Mr Combet will argue the scale-back was vital in light of continued growth in the industry and its impact on power prices.
But the government will honour existing written contracts to install small-scale solar panels made under current arrangements. Solar panels are granted renewable energy certificates based on the amount of power they produce. Electricity retailers must purchase the certificates at $40 each under the government’s amended RET.
Under the solar credits scheme, householders are eligible for an upfront payment worth five times the value of certificates their solar panels will produce.
That was to have been scaled back to four times from July 1 under changes announced in December but the scale-back will be deepened today when the government declares the multiple will be cut to three from July 1.
The move will hasten the phase-out of the scheme. The multiple will fall from three to two from July 1, next year and then revert to one from July 1, 2013.
Mr Combet will argue that strong demand for solar panels had continued despite December’s announcement, fuelled by declining system costs, the strong Australian dollar and economy as state and territory feed-in tariff schemes.

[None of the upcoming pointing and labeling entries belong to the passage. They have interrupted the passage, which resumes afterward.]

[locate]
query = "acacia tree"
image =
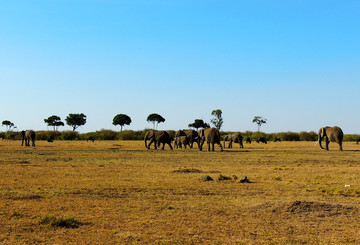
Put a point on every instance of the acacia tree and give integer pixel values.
(8, 124)
(75, 120)
(155, 119)
(199, 123)
(217, 120)
(259, 121)
(54, 121)
(121, 119)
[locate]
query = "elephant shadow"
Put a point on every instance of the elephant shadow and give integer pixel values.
(237, 151)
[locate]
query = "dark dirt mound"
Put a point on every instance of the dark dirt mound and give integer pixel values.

He will also argue the generous support for solar panels has contributed to a fall in the installation of solar hot water heaters. The drop in the multiplier will help reduce the oversupply of renewable energy certificates.
Under the solar credits scheme solar panel installation has ballooned. The number of installations supported by the RET grew from 15,000 in 2008 to more than 60,000 last year and 120,000 last year.
The Australian also understands the government has been concerned that the solar panel scheme was favouring affluent home owners, while renters and lower-income earners were subsidising the scheme through higher power prices.